When they had eaten and drunk their fill the servant showed them to their chamber. Exhausted, all three curled up in the single large bed and within moments were sleeping a long, deep and dreamless sleep.
*
When Leth awoke the Orbsword
was gone. He had unbuckled it before sleeping and placed it in a rack beside the bed. The sapphire armour and helm, which for comfort he had also removed, lay where he had left them.
He rolled from the bed and strode to the door, only to find it locked from outside. With sudden fury he struck the door with the side of his fist.
'Urch-Malmain! What duplicity is this! Urch-Malmain!'
There was no reply. Leth turned back, mindful that Galry and Jace still slept. He preferred not to wake them. He paced the room, back and forth, silently seething and wondering at himself that he should have been tricked so easily.

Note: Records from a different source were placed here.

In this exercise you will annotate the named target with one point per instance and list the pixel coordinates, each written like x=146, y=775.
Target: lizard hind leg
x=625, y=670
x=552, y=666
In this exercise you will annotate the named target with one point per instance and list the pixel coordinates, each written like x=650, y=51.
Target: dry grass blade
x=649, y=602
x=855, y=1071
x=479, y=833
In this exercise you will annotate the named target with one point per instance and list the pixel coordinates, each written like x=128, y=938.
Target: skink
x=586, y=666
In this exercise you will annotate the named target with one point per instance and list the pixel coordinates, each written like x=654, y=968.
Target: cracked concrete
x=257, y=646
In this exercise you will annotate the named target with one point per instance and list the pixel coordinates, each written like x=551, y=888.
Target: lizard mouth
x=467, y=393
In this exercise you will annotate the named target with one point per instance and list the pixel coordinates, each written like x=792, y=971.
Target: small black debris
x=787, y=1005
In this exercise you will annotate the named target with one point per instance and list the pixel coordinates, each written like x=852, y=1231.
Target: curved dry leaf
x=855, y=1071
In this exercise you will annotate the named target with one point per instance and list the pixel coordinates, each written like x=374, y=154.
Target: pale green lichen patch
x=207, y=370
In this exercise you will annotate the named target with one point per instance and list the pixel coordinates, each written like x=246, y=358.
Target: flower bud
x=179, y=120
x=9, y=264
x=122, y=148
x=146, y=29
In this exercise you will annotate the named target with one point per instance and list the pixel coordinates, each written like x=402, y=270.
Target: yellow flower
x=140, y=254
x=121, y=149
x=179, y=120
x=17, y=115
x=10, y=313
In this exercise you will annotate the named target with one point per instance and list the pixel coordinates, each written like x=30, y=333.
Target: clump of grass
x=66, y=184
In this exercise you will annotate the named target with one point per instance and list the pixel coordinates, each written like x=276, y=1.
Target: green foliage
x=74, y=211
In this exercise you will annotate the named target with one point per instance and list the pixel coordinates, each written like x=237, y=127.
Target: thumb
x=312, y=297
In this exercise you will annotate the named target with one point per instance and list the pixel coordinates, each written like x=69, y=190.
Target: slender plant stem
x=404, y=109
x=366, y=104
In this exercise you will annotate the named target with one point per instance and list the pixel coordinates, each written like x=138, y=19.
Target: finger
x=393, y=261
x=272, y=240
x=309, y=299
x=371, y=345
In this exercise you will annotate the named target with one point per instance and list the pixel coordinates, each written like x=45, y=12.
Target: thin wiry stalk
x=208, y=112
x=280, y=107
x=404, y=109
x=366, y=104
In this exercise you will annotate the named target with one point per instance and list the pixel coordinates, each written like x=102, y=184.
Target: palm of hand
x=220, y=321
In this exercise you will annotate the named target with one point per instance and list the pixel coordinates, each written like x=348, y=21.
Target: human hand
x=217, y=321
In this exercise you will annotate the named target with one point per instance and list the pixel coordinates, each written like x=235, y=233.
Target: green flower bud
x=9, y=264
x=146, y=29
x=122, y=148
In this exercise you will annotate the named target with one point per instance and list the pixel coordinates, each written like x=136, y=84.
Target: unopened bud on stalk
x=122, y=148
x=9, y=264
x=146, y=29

And yet, why the subterfuge? Urch-Malmain could have made Leth hand over the Sword had he so wished. Leth was in no position to refuse him.
Leth stood at the high window and gazed impatiently out across the bleak landscape beyond the Tower of Glancing Memory. The bright and enigmatic Orb of the Godworld hung shining in the mysterious sky. Its smaller sister, the World's Agony, was not visible. Had it vanished now, with Ascaria's passing? Some distance away to one side was another enigma: the Shore of Nothing. Its strange sands shimmered hazily in the
Orblight, and beyond it . . . Leth looked away, his mind still unable to deal with the awful mystery that was the End of the World.
Directly beneath him the Death Abyss yawned, its depths veiled in chill mists.
Leth felt a weight of frustration settle upon him.